Quantitative analysis of structural polymorphism in alpha-synuclein and mammalian prion protein amyloid filaments

Amyloid fibril polymorphism has direct implications for neurodegenerative disease, and distinct fibril polymorphs often underlie different disease strains and responses to treatments. Quantifying polymorphism is therefore key to understanding disease heterogeneity and will aid greatly in the development of novel therapeutics and locating drug targets. While the development of imaging techniques like cryo-EM has highlighted the existence of polymorphism in amyloid fibrils, larger scale quantitative assessment of their diversity has garnered little attention. The aim of this study was to further the understanding of structural polymorphism through comparative analysis of helical parameters between alpha-synuclein and Prion protein fibrils. Hierarchical agglomerative clustering of helical parameters and cryo-EM images was employed as complementary analysis to highlight commonalities and trends present in their geometrical variations.
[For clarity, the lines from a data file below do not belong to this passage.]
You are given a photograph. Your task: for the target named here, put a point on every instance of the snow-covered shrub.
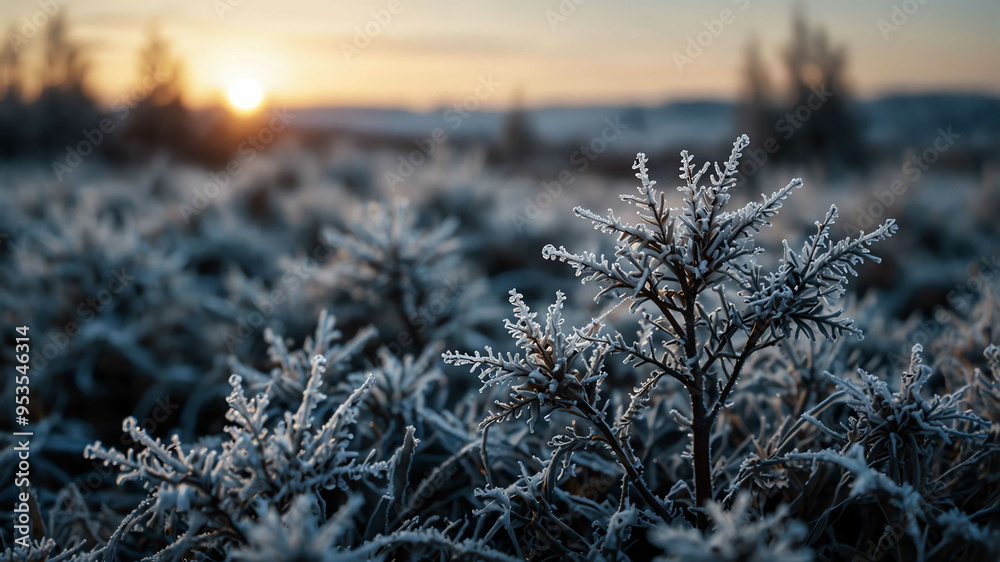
(705, 304)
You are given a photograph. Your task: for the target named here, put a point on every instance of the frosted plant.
(200, 494)
(736, 537)
(903, 432)
(292, 370)
(389, 262)
(711, 307)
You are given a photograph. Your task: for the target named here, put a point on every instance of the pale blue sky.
(435, 51)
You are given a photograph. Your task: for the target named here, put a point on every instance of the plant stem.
(625, 459)
(701, 450)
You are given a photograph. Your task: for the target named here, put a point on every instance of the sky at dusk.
(433, 52)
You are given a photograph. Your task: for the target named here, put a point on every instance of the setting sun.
(245, 94)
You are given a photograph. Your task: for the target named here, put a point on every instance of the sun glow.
(245, 94)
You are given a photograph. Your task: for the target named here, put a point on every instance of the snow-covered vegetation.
(264, 379)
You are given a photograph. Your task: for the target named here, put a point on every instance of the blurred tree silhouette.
(517, 139)
(160, 120)
(62, 110)
(816, 110)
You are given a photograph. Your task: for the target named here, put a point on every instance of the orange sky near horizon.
(430, 53)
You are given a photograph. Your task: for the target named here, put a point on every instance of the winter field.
(582, 332)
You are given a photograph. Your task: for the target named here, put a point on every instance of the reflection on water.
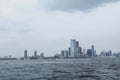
(83, 69)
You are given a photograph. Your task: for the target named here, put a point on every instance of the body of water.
(82, 69)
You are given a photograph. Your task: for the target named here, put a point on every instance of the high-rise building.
(25, 54)
(64, 53)
(91, 52)
(35, 54)
(75, 51)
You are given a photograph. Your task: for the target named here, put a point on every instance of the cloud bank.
(81, 5)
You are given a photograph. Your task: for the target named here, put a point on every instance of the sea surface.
(82, 69)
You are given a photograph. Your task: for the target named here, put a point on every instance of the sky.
(48, 25)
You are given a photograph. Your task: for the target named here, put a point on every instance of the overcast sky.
(49, 25)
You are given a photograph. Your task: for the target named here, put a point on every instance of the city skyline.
(47, 25)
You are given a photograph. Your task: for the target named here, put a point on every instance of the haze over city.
(49, 25)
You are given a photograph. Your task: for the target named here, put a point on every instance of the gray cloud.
(81, 5)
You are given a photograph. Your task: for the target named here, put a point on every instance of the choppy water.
(84, 69)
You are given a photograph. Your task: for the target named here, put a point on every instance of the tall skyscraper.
(64, 53)
(25, 54)
(91, 52)
(75, 51)
(35, 54)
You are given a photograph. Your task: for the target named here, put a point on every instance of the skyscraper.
(35, 54)
(64, 53)
(25, 54)
(91, 52)
(75, 51)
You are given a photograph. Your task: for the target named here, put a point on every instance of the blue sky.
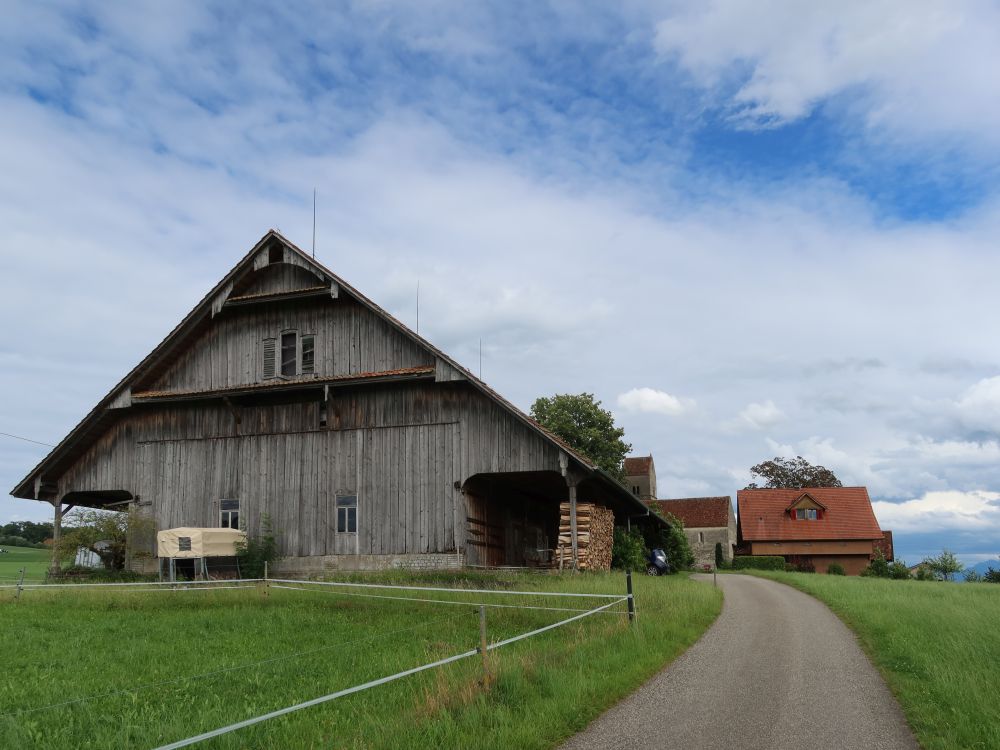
(750, 229)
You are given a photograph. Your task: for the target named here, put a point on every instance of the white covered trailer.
(193, 546)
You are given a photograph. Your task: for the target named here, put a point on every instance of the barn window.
(308, 358)
(229, 514)
(347, 514)
(289, 353)
(269, 361)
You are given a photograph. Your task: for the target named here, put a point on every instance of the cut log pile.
(595, 531)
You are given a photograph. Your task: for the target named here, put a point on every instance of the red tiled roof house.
(821, 526)
(707, 521)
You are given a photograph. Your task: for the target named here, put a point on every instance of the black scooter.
(657, 565)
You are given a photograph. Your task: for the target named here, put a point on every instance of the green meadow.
(34, 561)
(937, 645)
(128, 668)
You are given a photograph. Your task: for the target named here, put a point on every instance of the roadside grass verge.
(35, 562)
(70, 644)
(936, 644)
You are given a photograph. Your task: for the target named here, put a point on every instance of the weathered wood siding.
(400, 447)
(349, 340)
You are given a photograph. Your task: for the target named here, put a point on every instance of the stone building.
(707, 521)
(640, 477)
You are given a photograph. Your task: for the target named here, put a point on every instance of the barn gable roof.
(232, 289)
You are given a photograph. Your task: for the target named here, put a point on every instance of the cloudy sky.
(750, 229)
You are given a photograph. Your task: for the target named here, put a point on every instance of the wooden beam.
(572, 525)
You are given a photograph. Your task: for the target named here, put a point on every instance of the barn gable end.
(287, 393)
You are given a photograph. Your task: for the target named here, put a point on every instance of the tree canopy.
(586, 427)
(781, 473)
(108, 533)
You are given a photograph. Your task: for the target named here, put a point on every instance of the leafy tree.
(586, 427)
(878, 567)
(791, 472)
(945, 565)
(108, 533)
(628, 551)
(258, 549)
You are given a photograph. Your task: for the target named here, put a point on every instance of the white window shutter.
(269, 361)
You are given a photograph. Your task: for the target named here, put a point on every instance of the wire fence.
(576, 606)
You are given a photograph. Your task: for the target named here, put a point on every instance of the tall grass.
(936, 644)
(72, 644)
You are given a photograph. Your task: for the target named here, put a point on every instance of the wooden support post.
(482, 644)
(574, 541)
(631, 596)
(56, 533)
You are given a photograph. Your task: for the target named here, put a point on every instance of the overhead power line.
(27, 440)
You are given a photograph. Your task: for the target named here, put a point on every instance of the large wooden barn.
(287, 392)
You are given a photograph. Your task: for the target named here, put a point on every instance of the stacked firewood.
(595, 531)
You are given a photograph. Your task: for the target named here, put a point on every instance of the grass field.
(35, 562)
(73, 644)
(936, 644)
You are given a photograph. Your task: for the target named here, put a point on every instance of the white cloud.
(973, 511)
(979, 407)
(919, 66)
(652, 401)
(760, 416)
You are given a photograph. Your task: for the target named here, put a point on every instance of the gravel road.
(777, 670)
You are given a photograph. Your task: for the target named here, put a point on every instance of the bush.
(629, 550)
(878, 567)
(898, 571)
(759, 562)
(257, 549)
(672, 540)
(80, 574)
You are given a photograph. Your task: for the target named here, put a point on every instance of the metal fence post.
(482, 643)
(631, 596)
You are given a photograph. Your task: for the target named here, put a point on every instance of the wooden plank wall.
(349, 340)
(400, 447)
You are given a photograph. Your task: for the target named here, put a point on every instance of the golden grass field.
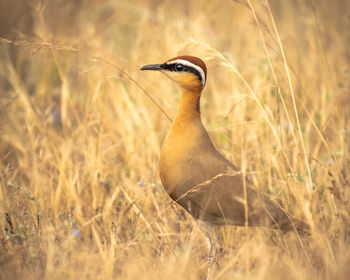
(80, 140)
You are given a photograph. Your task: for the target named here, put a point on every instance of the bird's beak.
(154, 67)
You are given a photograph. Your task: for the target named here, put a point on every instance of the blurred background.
(80, 138)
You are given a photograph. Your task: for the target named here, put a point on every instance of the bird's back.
(210, 187)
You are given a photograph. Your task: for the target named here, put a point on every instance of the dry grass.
(80, 141)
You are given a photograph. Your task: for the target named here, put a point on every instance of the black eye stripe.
(186, 68)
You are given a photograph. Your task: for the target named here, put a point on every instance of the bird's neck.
(189, 106)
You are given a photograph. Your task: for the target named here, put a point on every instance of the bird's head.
(189, 72)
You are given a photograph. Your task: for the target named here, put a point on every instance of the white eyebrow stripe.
(190, 64)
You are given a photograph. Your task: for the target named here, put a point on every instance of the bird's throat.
(189, 106)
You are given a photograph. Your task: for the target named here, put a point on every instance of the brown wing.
(219, 197)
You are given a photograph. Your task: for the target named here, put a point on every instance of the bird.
(198, 177)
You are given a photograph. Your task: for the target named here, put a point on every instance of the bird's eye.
(179, 67)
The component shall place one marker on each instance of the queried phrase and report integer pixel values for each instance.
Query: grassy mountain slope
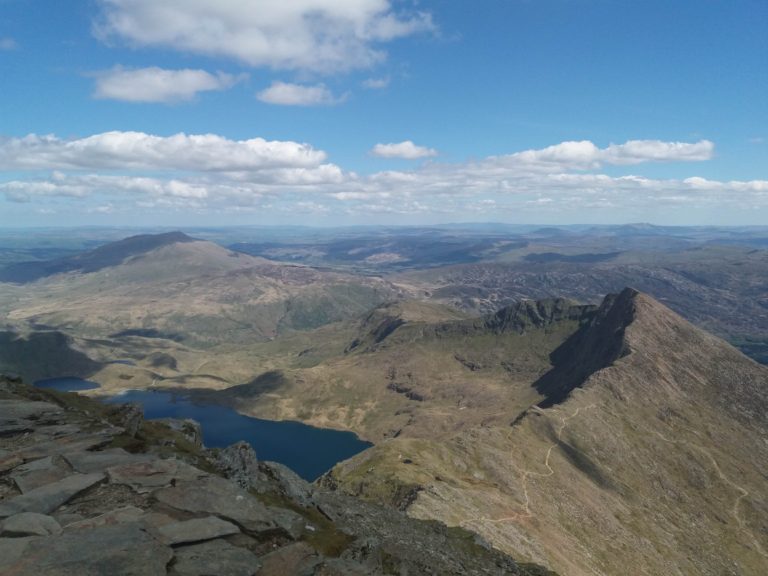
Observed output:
(174, 287)
(654, 463)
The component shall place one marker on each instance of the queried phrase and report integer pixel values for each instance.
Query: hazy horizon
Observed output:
(380, 112)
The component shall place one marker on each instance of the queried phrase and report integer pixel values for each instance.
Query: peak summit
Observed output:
(104, 256)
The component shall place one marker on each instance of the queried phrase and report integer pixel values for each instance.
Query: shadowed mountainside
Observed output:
(111, 254)
(170, 284)
(659, 427)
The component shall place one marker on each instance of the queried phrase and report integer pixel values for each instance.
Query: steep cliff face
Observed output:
(648, 455)
(91, 489)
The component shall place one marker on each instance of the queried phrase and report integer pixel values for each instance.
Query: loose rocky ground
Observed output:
(87, 489)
The analysis revealed a significant overlap in both helical parameters and local structural features between the two proteins. The most significant separations in the data were linked to disease association, experimental conditions and biological origin suggesting that external conditions have a significant impact on fibril morphology. Opposing our initial expectations, observations of cross-sectional images, analysis of 16 different helical parameters, and the clustering of both resulted in no entirely distinct or consistent preferential conformations which was further backed up with PCA and PERMANOVA statistical testing. Overall, the findings put forward a quantitative representation of fibril polymorphism and highlight how selective pressures contribute to both conformational restriction and structural flexibility. Whilst explicit therapeutic targets were not identified, this research provides both a quantitative and qualitative map of conformations between a-syn and prp on a scale not seen previously, and a framework for future investigation into selective pressures and the identification of therapeutic targets present in disease associated conformations.